The overarching goal of this research is to understand the high strain rate mechanics of the brain in its native biophysical environment. The first stage will focus on tissue responses under small deformations and dynamic strain rates. Wide-band Magnetic Resonance Elastography experiments will be conducted on brain tissue specimens from multiple brain regions to develop linear viscoelastic constitutive models. Multi-fidelity models will be developed to fuse the observed responses with available narrow-band in vivo brain tissue responses for predicting linear viscoelastic properties of the in vivo brain tissue in a wide range of loading frequencies.
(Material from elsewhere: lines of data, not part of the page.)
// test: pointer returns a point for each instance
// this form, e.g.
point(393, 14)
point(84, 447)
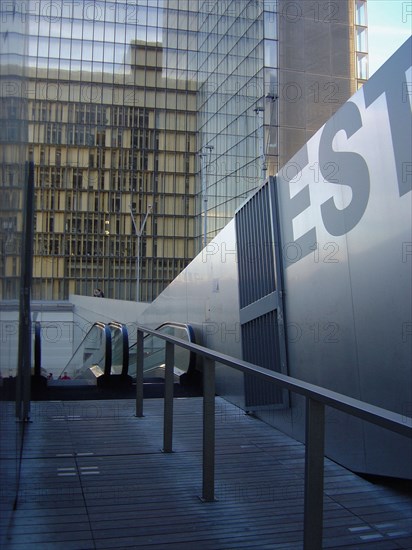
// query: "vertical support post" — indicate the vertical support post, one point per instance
point(23, 379)
point(168, 403)
point(314, 466)
point(208, 489)
point(139, 372)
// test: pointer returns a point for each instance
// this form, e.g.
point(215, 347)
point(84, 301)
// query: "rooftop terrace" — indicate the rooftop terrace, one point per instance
point(93, 477)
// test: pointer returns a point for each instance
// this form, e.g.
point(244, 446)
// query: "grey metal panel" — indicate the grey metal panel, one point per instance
point(260, 307)
point(256, 262)
point(260, 345)
point(345, 210)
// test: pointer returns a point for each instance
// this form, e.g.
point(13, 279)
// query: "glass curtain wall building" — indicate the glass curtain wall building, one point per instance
point(176, 108)
point(271, 72)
The second stage will focus on tissue responses under large deformations and extreme strain rates. Quasi-static and dynamic mechanical testing will be conducted to develop visco-hyperelastic constitutive models. Physics-informed multi-fidelity models will be developed to fuse the ex vivo visco-hyperelastic responses with the in vivo linear viscoelastic responses characterized in the previous stage. This study will significantly advance our understanding of brain biomechanics by generating insights into the relationship between in vivo and ex vivo tissue mechanics and the first-ever full-field maps of the living brain?s mechanical properties applicable under extreme loading conditions.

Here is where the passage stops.